Period of performance:
Over one-hundred million people in Bangladesh, India, Nepal, Pakistan, Cambodia, Vietnam, and Myanmar are chronically exposed to dangerous concentrations of arsenic because they rely on groundwater that is contaminated by naturally occurring arsenic. The most effective response to this crisis has been to encourage people to switch to safe wells.
In Bangladesh, where the problem is most severe, more than 50% have switched to either neighboring safe wells or newly installed deep wells that extract from below the contaminated level. The long-term risk of this strategy is clear: It relies on the continued production of safe water from regions of aquifers that are dangerously contaminated nearby. Although the strategy appears to be working for most wells, there is already evidence that contamination is increasing in some areas where groundwater flow is accelerated by municipal or irrigation pumping. At this point, we have little capacity to predict long-term groundwater safety even as aquifers are extensively pumped.
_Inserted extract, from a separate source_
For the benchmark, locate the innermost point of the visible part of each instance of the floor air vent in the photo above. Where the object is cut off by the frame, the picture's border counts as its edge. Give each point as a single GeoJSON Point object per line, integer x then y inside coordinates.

Harvey and his team seek to develop better predictive models of arsenic contamination by taking advantage of the large number of disjointed and uncoordinated data sets (including their own) that have been collected and published over the last two decades. They will identify features, spatial patterns, and temporal trends that are common across data sets of arsenic concentrations. Based on this analysis they will determine the types of models that either can explain, or are inconsistent with these factors.
The results of this work will be used to (1) devise future data collection methodologies targeted for testing important hypotheses, and (2) make recommendations for siting safe wells in areas with contaminated groundwater and for managing groundwater resources.